[PATCH 08/14] mm: meminit: Initialise remaining memory in parallel with kswapd

From: Mel Gorman
Date: Mon Apr 13 2015 - 06:19:45 EST


Memory is only partially initialised at the moment. When this patch is
applied the first task kswapd does is initialise all remaining memmap in
parallel. This has two advantages. The first is that it's parallelised,
should take less time and boot faster on large machines. The second is
that the initialisation is taking place on a CPU local to the memory being
initialised. The user-visible effect on large machines is that free memory
will appear to rapidly increase early in the lifetime of the system until
kswapd reports that all memory is initialised in the kernel log. It'll
report the time to initialise so that the speedup can be estimated. Once
initialised there should be no other user-visibile effects.

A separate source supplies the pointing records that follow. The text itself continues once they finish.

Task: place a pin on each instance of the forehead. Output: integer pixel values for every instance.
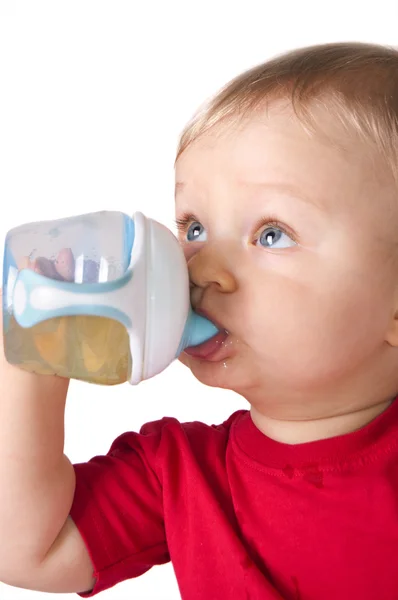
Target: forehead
(274, 147)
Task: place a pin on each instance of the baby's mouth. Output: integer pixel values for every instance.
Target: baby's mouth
(210, 348)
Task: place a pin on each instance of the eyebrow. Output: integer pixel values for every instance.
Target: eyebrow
(290, 189)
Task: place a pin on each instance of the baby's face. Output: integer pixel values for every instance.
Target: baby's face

Potentially
the initialisation could be further parallelised using all CPUs local to
a node but it's expected that a single CPU will be able to saturate the
memory bus during initialisation and the additional complexity is not
justified.

Signed-off-by: Mel Gorman <mgorman@xxxxxxx>
---
mm/internal.h | 6 +++
mm/mm_init.c | 1 +
mm/page_alloc.c | 116 ++++++++++++++++++++++++++++++++++++++++++++++++++++++--
mm/vmscan.c | 6 ++-
4 files changed, 123 insertions(+), 6 deletions(-)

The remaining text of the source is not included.